Военный раввин перешёл на псалмопевный иврит. У меня нет ответа. Ни у кого нет ответа. Всё, что у нас есть, только вопросы. И надежды, в лучшем случае. Стая птиц пролетает над нами с криками, будто собралась штурмовать само солнце.
Билл Фриман, голый, как обычно, после того, он уже умастился своими кремами и теперь ждёт, когда они впитаются.
– Они били моего отца, когда он был молодым, – рассказывает он мне. Я одеваюсь. – Били, понимаешь? Как бьют скотину. Как осла подгоняют, если он не хочет или уже не может идти. Потому что он был чёрный. Я видел на нём шрамы, но уже только на мёртвом. Он всю жизнь их скрывал. – Билл похож на бога из чёрного эбенового дерева. Он поднимает руку, напрягает бицепс, и умащённая кожа поверх мускулов блестит, как чёрный лак-металлик. Я смотрю на эту кожу, но от моих глаз не ускользает между делом и его полувыпрямленный член. Он тоже блестит. – Тогда я впервые пожелал себе стальную шкуру. Из бронированной стали, понимаешь? – Билл смотрит на меня сверху вниз, и его рот искривляется в презрительной усмешке: – Нет, тебе этого не понять, ты же белый!
Я спрашиваю себя, понимал ли я когда-нибудь, что творится с другими. Что ими движет. Что привело их сюда, что уготовило им эту участь.
Я спрашиваю себя, понимал ли я когда-нибудь, что побуждало меня самого. На самом деле, я имею в виду.
19
Свобода и мир – принадлежат обществу точно так же, как и индивидууму. Поэтому мудрый не забывает, благодаря чьим заслугам он ими пользуется, кто делает так, чтобы никакая политическая необходимость не призывала его к оружию, к охранной службе, к обороне крепостей.
Утро понедельника было необычайно ясным и холодным. И в порту происходило много чего.
Вначале
Но внимание зрителей лишь частично относилось к серому кораблю. Большей сенсацией, как я видел, было для собравшихся количество полицейских, наводнивших порт. Синих полицейских машин было больше, чем когда-либо видело на одном месте всё графство Керри, не говоря уже о самом Дингле. Причалы были взяты в кольцо, мужчины в перчатках и в белых защитных костюмах размеренными движениями обыскивали каждый квадратный дюйм грязного асфальта, а в самой бухте мелькали два водолаза под опекой нескольких военных в гребной лодке.

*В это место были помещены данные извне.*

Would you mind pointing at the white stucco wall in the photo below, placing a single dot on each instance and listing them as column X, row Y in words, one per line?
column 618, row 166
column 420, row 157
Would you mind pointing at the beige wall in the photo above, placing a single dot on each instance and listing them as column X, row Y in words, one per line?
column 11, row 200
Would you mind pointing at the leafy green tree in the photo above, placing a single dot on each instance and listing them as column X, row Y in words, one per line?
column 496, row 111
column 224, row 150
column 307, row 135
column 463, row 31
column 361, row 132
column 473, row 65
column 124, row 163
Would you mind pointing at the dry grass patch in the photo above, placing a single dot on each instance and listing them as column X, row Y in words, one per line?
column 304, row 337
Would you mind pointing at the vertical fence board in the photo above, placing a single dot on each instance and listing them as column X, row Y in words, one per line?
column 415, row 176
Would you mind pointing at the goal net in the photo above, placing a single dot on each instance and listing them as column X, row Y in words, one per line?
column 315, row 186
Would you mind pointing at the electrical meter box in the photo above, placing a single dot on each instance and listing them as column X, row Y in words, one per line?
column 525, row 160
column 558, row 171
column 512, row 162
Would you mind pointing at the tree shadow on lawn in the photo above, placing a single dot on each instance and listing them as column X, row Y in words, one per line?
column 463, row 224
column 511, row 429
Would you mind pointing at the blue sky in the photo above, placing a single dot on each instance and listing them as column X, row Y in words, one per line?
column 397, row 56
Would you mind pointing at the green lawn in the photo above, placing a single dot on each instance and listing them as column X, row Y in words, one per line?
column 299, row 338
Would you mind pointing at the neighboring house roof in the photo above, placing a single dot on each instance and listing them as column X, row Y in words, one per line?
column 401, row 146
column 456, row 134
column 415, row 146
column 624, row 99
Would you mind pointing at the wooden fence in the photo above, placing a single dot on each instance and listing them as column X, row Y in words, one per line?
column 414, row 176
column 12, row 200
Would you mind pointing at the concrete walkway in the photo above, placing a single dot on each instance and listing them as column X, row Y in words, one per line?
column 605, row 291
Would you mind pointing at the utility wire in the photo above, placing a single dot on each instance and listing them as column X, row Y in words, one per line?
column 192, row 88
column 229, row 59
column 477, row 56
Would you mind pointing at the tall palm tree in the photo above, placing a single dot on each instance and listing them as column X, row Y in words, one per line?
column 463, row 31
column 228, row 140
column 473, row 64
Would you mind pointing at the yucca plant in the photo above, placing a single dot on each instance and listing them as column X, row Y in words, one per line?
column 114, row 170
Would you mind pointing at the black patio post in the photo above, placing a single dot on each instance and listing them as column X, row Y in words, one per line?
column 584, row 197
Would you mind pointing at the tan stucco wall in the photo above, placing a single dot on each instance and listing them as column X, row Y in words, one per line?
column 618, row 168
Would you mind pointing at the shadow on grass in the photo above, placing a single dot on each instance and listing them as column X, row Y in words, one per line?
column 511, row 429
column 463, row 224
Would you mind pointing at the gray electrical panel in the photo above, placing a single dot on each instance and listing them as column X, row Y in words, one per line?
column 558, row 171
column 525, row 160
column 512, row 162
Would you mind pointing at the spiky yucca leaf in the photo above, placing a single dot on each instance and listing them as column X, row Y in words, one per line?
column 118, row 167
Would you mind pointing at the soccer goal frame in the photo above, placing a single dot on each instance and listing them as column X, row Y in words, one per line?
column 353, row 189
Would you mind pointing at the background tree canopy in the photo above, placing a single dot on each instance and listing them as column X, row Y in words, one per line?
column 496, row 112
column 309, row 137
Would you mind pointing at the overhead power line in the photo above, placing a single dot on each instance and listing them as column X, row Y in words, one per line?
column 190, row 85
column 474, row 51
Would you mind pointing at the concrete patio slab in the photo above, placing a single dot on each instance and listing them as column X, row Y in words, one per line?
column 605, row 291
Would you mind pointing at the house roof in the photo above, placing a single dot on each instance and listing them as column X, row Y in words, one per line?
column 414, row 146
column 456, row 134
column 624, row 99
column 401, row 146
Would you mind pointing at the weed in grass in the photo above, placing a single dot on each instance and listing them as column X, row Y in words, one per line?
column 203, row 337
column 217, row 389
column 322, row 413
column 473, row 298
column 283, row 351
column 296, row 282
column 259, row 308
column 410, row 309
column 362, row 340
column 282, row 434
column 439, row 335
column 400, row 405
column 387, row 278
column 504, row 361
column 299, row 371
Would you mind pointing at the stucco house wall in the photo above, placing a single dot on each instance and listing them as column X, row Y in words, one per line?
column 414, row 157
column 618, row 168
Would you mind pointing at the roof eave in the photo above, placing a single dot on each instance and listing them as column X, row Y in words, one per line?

Я приблизился к этому скоплению людей. Мужчины в надвинутых на лоб бейсболках и женщины в крепко повязанных головных платках с мрачными минами комментировали действия полиции своими суровыми голосами.
Я оглядел корабль с антеннами. Повинуясь импульсу, включил свой телескопический взгляд, чтобы посмотреть на лица матросов. Молодые мужчины, ничего другого и ожидать было нельзя, и, разумеется, никого из них я не знал, но мне не раз и не два показалось, что за некоторыми смотровыми люками я разглядел американскую униформу. Было ясно, что это не манёвры.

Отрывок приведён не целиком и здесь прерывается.